Hatoyama's successor was the 33rd prime minister since Japan's World War II defeat in August 1945. By contrast, the major Western democracy usually labeled as the most unstable in terms of administration, Italy, has seen 25 men serve prime minister in that period, although several were in office for repeated non-consecutive terms. Despite the number of prime ministers, Japan remains economically and politically steadfast. Economic policy largely is under the tight control of government bureaucrats in what some economists and political analysts consider a cozy nexus with industrialists and bankers.
Prime Minister Kan’s popularity, which had been sagging prior to the March 2011 earthquake, rebounded slightly in the aftermath of the earthquake but the DPJ has struggled in 2011 local elections.
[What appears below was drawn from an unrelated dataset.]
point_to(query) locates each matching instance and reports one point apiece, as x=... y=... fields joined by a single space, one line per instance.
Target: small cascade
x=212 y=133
In early August 2011, Prime Minister Kan announced he would resign following the Diet’s imminent passage of reconstruction legislation.
On August 30, 2011 Japan’s parliament elected a new prime minister. The fiscal conservative of the governing left-of-center party appeared to have little support among the public. There was never any doubt about the outcome after the majority Democrats selected Finance Minister Yoshihiko Noda as their new party president. The announcement was made in Japan’s more powerful Lower House of Parliament. Noda became the nation’s 95th prime minister. None of Noda’s five predecessors had lasted longer than 15 months.
Japan’s Prime Minister Yoshihiko Noda announced the makeup of the new government on 01 October that reshuffled 10 of 18 Cabinet positions. Koriki Jojima was appointed to the key post of finance minister, replacing Jun Azumi. Makiko Tanaka, who served as foreign minister in 2001-2002 in the Liberal Democratic government of Prime Minister Junichiro Koizumi, was named education minister. Tanaka is the daughter of former prime minister Kakuei Tanaka, who oversaw the normalization of relations with China in 1972. The reshuffle was aimed at shoring up the position of Noda's Democratic Party of Japan ahead of parliamentary elections to be held before summer 2013.